Vadim Drobinin wanted venison. That goal sent him to a shooting range near Edinburgh, where he spent Wednesday evenings lying on a mat, shooting at targets, then walking downrange to score them with brass plug gauges. The shooting was fun. The plug-pushing ritual was not. So Drobinin, an iOS engineer by trade, built a computer vision app to do it automatically.

The technical challenge is tricky. Bullet holes are negative space. Object detectors are trained to find things that exist in an image, not gaps where material was removed. Apple's Vision framework failed immediately, tagging the target's center dot and random ring fragments as bullet holes.

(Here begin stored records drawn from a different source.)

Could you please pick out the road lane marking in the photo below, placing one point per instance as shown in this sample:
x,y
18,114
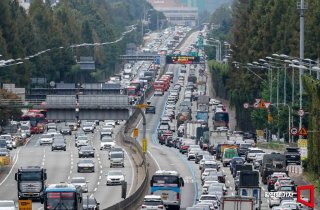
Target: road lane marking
x,y
132,172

Drobinin's solution combines two approaches: OpenCV handles the geometric structure of the target (finding rings, measuring radii), while a fine-tuned YOLOv8 model exported to CoreML detects the actual holes. The geometry work draws from a 2012 paper by Rudzinski and Luckner at Warsaw University of Technology that achieved 99% detection on clean ISSF targets. But NSRA cards have printed score numbers on the rings, and .22 bullets leave ragged tears instead of the cookie-cutter holes that air rifles produce. Drobinin had to adapt.

Professional electronic scoring systems like Sius Ascor use acoustic sensors behind the target and cost thousands per lane. They're standard at Olympic competitions and offer sub-millimeter accuracy. But they demand permanent installation and maintenance. A phone app won't replace that infrastructure. What it can do is give practice ranges and amateur shooters a tool that doesn't require buying dedicated hardware. Some Hacker News commenters questioned whether automating a quick manual task makes sense, reflecting the [public's reluctance toward automation](/news/2026-04-23-the-people-do-not-yearn-for-automation). Fair point. But Drobinin's project shows how accessible computer vision has become. Fine-tune a model, export to CoreML, combine with classical CV techniques, and you've got a specialized tool running on the phone in your pocket.